In practical terms, if you want AI to exhibit a greater semblance of creativity, you need to ensure that your prompts spur the LLM in that direction. For my coverage on how to write prompts to get AI to be a creative thinker, see the link here. An additional approach, though a bit more complicated, involves making use of a random number generator. I describe this in my coverage of the seed-of-thought prompting technique; see the link here.
The World We Are In
AI is increasingly becoming ubiquitous throughout society. That’s both good news and unsettling news. AI provides a lot of extremely useful advantages. At the same time, there are downsides that we need to give due attention to. The aim is to treasure and leverage the upsides and mitigate or stop the disadvantages.
A final thought for now.

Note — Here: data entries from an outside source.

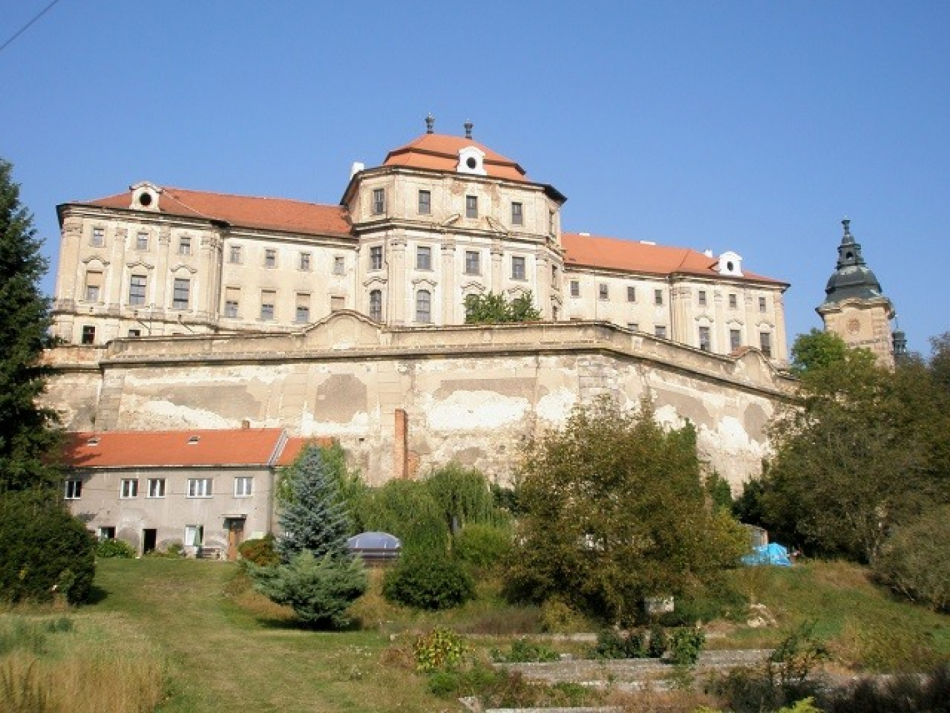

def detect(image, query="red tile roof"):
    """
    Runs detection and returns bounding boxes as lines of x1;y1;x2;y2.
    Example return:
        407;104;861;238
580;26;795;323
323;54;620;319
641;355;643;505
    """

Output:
65;428;287;468
561;233;785;285
81;188;350;236
383;134;528;182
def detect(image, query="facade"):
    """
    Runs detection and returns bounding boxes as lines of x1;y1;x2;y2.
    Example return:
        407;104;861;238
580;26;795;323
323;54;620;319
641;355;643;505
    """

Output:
54;120;788;367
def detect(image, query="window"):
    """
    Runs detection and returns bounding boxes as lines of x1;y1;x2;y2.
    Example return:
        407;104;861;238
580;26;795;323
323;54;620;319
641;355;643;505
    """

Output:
416;246;432;270
465;250;482;275
369;290;383;322
699;327;711;352
234;475;254;498
729;329;742;352
129;275;148;305
172;277;191;309
224;287;241;319
511;256;525;280
369;245;383;270
416;290;432;324
294;292;310;324
261;290;277;322
188;478;211;498
146;478;165;498
86;270;102;302
119;478;139;498
63;480;82;500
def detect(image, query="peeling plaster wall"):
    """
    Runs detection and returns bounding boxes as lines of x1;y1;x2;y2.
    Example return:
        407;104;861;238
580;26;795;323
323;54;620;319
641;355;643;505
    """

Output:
46;311;794;488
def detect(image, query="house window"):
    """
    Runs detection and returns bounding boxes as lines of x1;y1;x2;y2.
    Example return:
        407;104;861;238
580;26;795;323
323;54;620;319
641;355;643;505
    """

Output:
146;478;165;498
373;188;386;215
369;245;383;270
699;327;710;352
119;478;139;498
511;256;525;280
234;475;254;498
224;287;241;319
416;290;432;324
416;246;432;270
86;270;102;302
729;329;742;352
172;277;191;309
294;292;310;324
188;478;211;498
129;275;148;305
261;290;277;322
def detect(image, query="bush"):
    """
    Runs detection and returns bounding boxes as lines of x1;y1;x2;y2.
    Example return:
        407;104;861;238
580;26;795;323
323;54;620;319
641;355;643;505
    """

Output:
383;550;475;609
96;539;136;559
0;491;96;604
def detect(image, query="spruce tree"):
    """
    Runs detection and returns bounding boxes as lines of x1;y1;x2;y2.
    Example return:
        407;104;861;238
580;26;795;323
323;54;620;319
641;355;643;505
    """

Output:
0;159;57;492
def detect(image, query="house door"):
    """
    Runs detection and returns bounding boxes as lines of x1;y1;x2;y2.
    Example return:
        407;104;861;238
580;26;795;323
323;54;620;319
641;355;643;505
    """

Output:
228;520;244;562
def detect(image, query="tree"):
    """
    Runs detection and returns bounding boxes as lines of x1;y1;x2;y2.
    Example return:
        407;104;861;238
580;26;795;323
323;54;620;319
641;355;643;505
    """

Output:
508;400;747;623
465;292;541;324
0;159;59;492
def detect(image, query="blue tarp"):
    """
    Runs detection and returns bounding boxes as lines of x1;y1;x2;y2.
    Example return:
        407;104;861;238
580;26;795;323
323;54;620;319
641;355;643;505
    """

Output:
742;542;792;567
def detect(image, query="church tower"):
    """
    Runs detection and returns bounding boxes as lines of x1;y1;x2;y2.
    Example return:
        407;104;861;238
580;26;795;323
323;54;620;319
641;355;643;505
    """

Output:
816;218;903;368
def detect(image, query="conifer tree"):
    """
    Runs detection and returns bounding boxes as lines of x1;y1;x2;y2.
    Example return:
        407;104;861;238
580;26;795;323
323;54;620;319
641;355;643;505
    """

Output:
0;159;57;492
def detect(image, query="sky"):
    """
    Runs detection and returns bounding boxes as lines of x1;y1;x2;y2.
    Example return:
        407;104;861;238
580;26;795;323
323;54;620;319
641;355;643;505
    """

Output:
0;0;950;355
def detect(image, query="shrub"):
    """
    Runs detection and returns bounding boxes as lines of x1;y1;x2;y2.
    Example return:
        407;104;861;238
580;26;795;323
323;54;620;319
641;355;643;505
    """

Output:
383;551;475;609
96;539;135;559
0;491;96;603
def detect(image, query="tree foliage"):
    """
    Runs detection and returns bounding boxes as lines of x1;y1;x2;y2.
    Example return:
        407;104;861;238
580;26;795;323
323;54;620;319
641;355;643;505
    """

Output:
465;292;541;324
0;159;58;492
508;400;747;623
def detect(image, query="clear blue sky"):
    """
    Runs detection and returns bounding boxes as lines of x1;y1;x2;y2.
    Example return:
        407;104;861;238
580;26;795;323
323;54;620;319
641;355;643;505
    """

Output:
0;0;950;353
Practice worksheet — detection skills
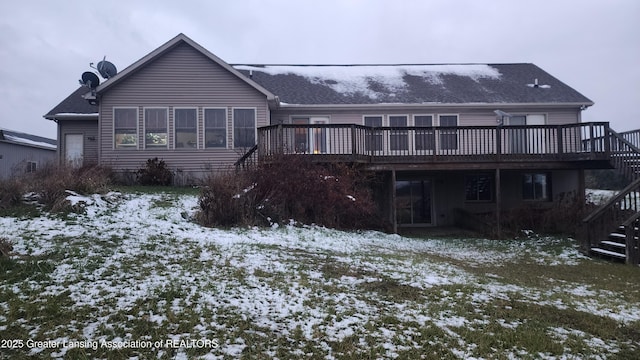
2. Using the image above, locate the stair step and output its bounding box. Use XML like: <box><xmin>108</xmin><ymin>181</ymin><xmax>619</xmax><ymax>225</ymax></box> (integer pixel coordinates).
<box><xmin>591</xmin><ymin>248</ymin><xmax>627</xmax><ymax>259</ymax></box>
<box><xmin>600</xmin><ymin>240</ymin><xmax>627</xmax><ymax>249</ymax></box>
<box><xmin>609</xmin><ymin>233</ymin><xmax>627</xmax><ymax>242</ymax></box>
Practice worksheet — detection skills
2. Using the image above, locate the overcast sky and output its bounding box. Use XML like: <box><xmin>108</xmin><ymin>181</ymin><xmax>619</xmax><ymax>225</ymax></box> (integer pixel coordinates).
<box><xmin>0</xmin><ymin>0</ymin><xmax>640</xmax><ymax>138</ymax></box>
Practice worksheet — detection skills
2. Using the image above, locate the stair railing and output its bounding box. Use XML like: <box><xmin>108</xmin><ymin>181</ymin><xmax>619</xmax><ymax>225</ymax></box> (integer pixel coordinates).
<box><xmin>580</xmin><ymin>177</ymin><xmax>640</xmax><ymax>258</ymax></box>
<box><xmin>622</xmin><ymin>212</ymin><xmax>640</xmax><ymax>265</ymax></box>
<box><xmin>609</xmin><ymin>129</ymin><xmax>640</xmax><ymax>181</ymax></box>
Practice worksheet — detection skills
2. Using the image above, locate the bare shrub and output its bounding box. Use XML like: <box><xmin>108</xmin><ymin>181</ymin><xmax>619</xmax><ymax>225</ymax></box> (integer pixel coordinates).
<box><xmin>198</xmin><ymin>156</ymin><xmax>381</xmax><ymax>229</ymax></box>
<box><xmin>0</xmin><ymin>238</ymin><xmax>13</xmax><ymax>257</ymax></box>
<box><xmin>136</xmin><ymin>157</ymin><xmax>173</xmax><ymax>186</ymax></box>
<box><xmin>29</xmin><ymin>166</ymin><xmax>112</xmax><ymax>211</ymax></box>
<box><xmin>196</xmin><ymin>171</ymin><xmax>257</xmax><ymax>226</ymax></box>
<box><xmin>0</xmin><ymin>178</ymin><xmax>27</xmax><ymax>209</ymax></box>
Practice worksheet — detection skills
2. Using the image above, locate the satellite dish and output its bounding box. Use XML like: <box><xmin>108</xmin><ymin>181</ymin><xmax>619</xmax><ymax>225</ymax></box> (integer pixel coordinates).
<box><xmin>80</xmin><ymin>71</ymin><xmax>100</xmax><ymax>90</ymax></box>
<box><xmin>527</xmin><ymin>79</ymin><xmax>551</xmax><ymax>89</ymax></box>
<box><xmin>89</xmin><ymin>56</ymin><xmax>118</xmax><ymax>79</ymax></box>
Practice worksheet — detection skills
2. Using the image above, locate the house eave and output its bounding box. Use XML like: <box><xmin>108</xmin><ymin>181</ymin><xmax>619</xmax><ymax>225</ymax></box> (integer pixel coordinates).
<box><xmin>279</xmin><ymin>102</ymin><xmax>594</xmax><ymax>110</ymax></box>
<box><xmin>43</xmin><ymin>113</ymin><xmax>99</xmax><ymax>121</ymax></box>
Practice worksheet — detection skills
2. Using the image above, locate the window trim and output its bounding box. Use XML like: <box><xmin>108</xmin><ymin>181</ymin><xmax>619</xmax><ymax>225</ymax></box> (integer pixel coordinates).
<box><xmin>172</xmin><ymin>106</ymin><xmax>200</xmax><ymax>151</ymax></box>
<box><xmin>464</xmin><ymin>172</ymin><xmax>496</xmax><ymax>204</ymax></box>
<box><xmin>411</xmin><ymin>114</ymin><xmax>437</xmax><ymax>154</ymax></box>
<box><xmin>231</xmin><ymin>106</ymin><xmax>258</xmax><ymax>149</ymax></box>
<box><xmin>202</xmin><ymin>106</ymin><xmax>229</xmax><ymax>150</ymax></box>
<box><xmin>437</xmin><ymin>113</ymin><xmax>460</xmax><ymax>151</ymax></box>
<box><xmin>362</xmin><ymin>114</ymin><xmax>385</xmax><ymax>154</ymax></box>
<box><xmin>25</xmin><ymin>160</ymin><xmax>38</xmax><ymax>174</ymax></box>
<box><xmin>142</xmin><ymin>106</ymin><xmax>169</xmax><ymax>150</ymax></box>
<box><xmin>111</xmin><ymin>106</ymin><xmax>140</xmax><ymax>151</ymax></box>
<box><xmin>521</xmin><ymin>171</ymin><xmax>553</xmax><ymax>202</ymax></box>
<box><xmin>387</xmin><ymin>114</ymin><xmax>413</xmax><ymax>154</ymax></box>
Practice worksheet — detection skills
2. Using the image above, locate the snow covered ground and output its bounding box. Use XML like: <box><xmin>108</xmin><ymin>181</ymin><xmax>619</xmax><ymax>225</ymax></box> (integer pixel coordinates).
<box><xmin>0</xmin><ymin>193</ymin><xmax>640</xmax><ymax>359</ymax></box>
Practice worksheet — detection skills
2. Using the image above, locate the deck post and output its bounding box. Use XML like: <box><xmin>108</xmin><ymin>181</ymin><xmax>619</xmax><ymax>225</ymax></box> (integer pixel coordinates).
<box><xmin>351</xmin><ymin>124</ymin><xmax>358</xmax><ymax>161</ymax></box>
<box><xmin>390</xmin><ymin>169</ymin><xmax>398</xmax><ymax>234</ymax></box>
<box><xmin>276</xmin><ymin>123</ymin><xmax>284</xmax><ymax>154</ymax></box>
<box><xmin>496</xmin><ymin>168</ymin><xmax>502</xmax><ymax>239</ymax></box>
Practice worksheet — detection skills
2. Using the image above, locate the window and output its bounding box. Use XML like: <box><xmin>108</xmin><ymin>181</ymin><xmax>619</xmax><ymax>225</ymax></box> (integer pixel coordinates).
<box><xmin>113</xmin><ymin>108</ymin><xmax>138</xmax><ymax>149</ymax></box>
<box><xmin>389</xmin><ymin>115</ymin><xmax>409</xmax><ymax>150</ymax></box>
<box><xmin>25</xmin><ymin>161</ymin><xmax>38</xmax><ymax>173</ymax></box>
<box><xmin>439</xmin><ymin>115</ymin><xmax>458</xmax><ymax>150</ymax></box>
<box><xmin>144</xmin><ymin>108</ymin><xmax>168</xmax><ymax>149</ymax></box>
<box><xmin>464</xmin><ymin>174</ymin><xmax>493</xmax><ymax>201</ymax></box>
<box><xmin>522</xmin><ymin>173</ymin><xmax>551</xmax><ymax>201</ymax></box>
<box><xmin>364</xmin><ymin>116</ymin><xmax>382</xmax><ymax>151</ymax></box>
<box><xmin>413</xmin><ymin>115</ymin><xmax>436</xmax><ymax>150</ymax></box>
<box><xmin>233</xmin><ymin>109</ymin><xmax>256</xmax><ymax>148</ymax></box>
<box><xmin>204</xmin><ymin>109</ymin><xmax>227</xmax><ymax>148</ymax></box>
<box><xmin>173</xmin><ymin>109</ymin><xmax>198</xmax><ymax>149</ymax></box>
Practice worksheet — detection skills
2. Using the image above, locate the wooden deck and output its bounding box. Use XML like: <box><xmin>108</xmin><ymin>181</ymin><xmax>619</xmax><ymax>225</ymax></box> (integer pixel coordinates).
<box><xmin>252</xmin><ymin>122</ymin><xmax>610</xmax><ymax>170</ymax></box>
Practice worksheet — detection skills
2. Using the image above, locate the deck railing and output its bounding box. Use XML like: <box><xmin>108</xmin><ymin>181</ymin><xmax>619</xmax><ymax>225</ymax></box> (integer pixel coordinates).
<box><xmin>257</xmin><ymin>122</ymin><xmax>610</xmax><ymax>163</ymax></box>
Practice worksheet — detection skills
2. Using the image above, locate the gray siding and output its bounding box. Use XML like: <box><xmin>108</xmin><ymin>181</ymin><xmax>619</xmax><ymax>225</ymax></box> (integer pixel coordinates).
<box><xmin>58</xmin><ymin>120</ymin><xmax>99</xmax><ymax>165</ymax></box>
<box><xmin>100</xmin><ymin>44</ymin><xmax>269</xmax><ymax>176</ymax></box>
<box><xmin>0</xmin><ymin>141</ymin><xmax>56</xmax><ymax>179</ymax></box>
<box><xmin>398</xmin><ymin>170</ymin><xmax>580</xmax><ymax>226</ymax></box>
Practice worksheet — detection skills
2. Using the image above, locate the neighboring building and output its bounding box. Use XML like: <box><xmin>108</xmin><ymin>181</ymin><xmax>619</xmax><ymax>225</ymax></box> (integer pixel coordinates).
<box><xmin>45</xmin><ymin>34</ymin><xmax>640</xmax><ymax>236</ymax></box>
<box><xmin>0</xmin><ymin>129</ymin><xmax>57</xmax><ymax>179</ymax></box>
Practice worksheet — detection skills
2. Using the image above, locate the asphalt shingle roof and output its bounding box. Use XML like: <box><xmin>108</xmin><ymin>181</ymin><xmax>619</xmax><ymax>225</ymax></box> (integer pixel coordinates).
<box><xmin>0</xmin><ymin>129</ymin><xmax>58</xmax><ymax>150</ymax></box>
<box><xmin>233</xmin><ymin>63</ymin><xmax>592</xmax><ymax>105</ymax></box>
<box><xmin>44</xmin><ymin>86</ymin><xmax>98</xmax><ymax>119</ymax></box>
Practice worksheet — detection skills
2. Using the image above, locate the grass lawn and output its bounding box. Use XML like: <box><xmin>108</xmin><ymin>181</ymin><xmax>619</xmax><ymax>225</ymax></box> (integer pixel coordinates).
<box><xmin>0</xmin><ymin>188</ymin><xmax>640</xmax><ymax>359</ymax></box>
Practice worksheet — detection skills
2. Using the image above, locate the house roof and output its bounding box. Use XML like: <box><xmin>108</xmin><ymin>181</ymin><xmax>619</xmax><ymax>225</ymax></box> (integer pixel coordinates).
<box><xmin>233</xmin><ymin>63</ymin><xmax>593</xmax><ymax>106</ymax></box>
<box><xmin>96</xmin><ymin>33</ymin><xmax>275</xmax><ymax>100</ymax></box>
<box><xmin>44</xmin><ymin>86</ymin><xmax>98</xmax><ymax>120</ymax></box>
<box><xmin>0</xmin><ymin>129</ymin><xmax>58</xmax><ymax>150</ymax></box>
<box><xmin>44</xmin><ymin>34</ymin><xmax>593</xmax><ymax>116</ymax></box>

Sherlock Holmes made this pointed remark: “It is a capital mistake to theorize before one has data. Insensibly one begins to twist facts to suit theories, instead of theories to suit facts.” Thank goodness that AI researchers are performing bona fide experiments and making their data publicly available so that we can all conduct reasoned inquiries into solving the mysteries of AI.
As Sherlock Holmes would say, that’s elementary, my dear Watson.